Moon, à son honneur, fonde tout cela partout où elle le peut. C'est une belle découverte, une virtuose qui paraît aussi surprise et ravie par son propre talent. Dans les costumes des années 90 de Dede Ayite – beaucoup de Tommy Hilfiger, des pantalons géants – Moon a à la fois du fanfaronnade et cette touche cruciale de naïveté qui fait qu'Ali se sent comme une adolescente réelle et contradictoire, même lorsque l'intrigue dévie autour d'elle. Sa voix, malgré toute sa puissance, a un bord de papier de verre, une texture qui la distingue quand tant de jeunes chanteurs ont un son propre et uniforme.
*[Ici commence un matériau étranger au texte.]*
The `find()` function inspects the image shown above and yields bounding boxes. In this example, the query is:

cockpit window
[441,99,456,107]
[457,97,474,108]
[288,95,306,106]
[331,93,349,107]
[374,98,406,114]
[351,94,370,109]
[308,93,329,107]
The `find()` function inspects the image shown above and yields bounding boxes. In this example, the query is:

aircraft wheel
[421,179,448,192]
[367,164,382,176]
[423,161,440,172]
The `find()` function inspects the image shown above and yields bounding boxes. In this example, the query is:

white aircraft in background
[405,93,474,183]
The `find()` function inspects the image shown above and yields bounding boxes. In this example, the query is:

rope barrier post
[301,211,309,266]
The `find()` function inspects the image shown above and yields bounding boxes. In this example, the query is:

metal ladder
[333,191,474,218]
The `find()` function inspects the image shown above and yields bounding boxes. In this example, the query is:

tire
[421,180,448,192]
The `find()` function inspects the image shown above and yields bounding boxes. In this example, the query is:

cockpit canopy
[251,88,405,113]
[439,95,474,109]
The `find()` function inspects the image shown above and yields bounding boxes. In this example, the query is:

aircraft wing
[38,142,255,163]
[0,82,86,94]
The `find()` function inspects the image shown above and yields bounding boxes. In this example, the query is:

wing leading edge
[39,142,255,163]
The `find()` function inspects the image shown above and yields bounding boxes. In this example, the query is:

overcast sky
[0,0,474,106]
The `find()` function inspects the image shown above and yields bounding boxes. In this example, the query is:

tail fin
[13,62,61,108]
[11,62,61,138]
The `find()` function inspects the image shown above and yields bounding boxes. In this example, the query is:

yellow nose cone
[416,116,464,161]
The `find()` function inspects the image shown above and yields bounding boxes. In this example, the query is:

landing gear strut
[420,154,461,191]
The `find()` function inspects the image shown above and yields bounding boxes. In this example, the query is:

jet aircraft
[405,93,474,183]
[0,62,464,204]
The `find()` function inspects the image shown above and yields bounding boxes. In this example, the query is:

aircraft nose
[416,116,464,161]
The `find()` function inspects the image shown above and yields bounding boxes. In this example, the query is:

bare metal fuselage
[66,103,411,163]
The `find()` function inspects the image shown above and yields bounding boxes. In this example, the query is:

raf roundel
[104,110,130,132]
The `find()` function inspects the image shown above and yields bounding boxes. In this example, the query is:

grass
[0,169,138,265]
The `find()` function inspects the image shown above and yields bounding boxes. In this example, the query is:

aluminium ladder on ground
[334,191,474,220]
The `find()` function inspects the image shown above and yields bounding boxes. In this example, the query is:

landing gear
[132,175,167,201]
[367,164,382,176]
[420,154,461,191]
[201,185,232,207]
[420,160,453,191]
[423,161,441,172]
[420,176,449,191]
Si seulement le matériel écrit pour elle pouvait être aussi distinctif.La cuisine de l'enfercontient trois nouvelles chansons de Keys ; l'un d'entre eux, un cri de frustration de ma fille appelé « Seventeen », est chanté par la mère d'Ali. Ali elle-même chante une chanson standard de « I Want » intitulée « The River », sur l'éclat de l'Hudson qu'elle peut voir depuis sa fenêtre – une belle image, mais les résultats sont vagues (« Je sais qu'il y a plus dans la vie que ça / parce que quelque chose m'appelle »). Une fois qu'elle commence à apprendre le piano dans cette salle de musique, Ali se lance dans une autre nouvelle œuvre, "Kaleidoscope". C'est un numéro uptempo avec des paroles confuses (« des nuits comme celle-ci, elles appartiennent à la Guinness ») qui font penser d'abord aux pubs, puis aux clubs, qui ne sont ni l'un ni l'autre pour un adolescent à l'aube de la découverte artistique. Peu importe : Greif fait exploser la scène dans une profusion de lumière et de couleurs, alors que l'ensemble de danseurs de Brown entre avec un élan d'enthousiasme. S'il s'agit en soi d'un grand spectacle de musique et de mouvement, c'est aussi moins que ce que l'on pourrait espérer d'une comédie musicale.
La cuisine de l'enferest au Théâtre Shubert.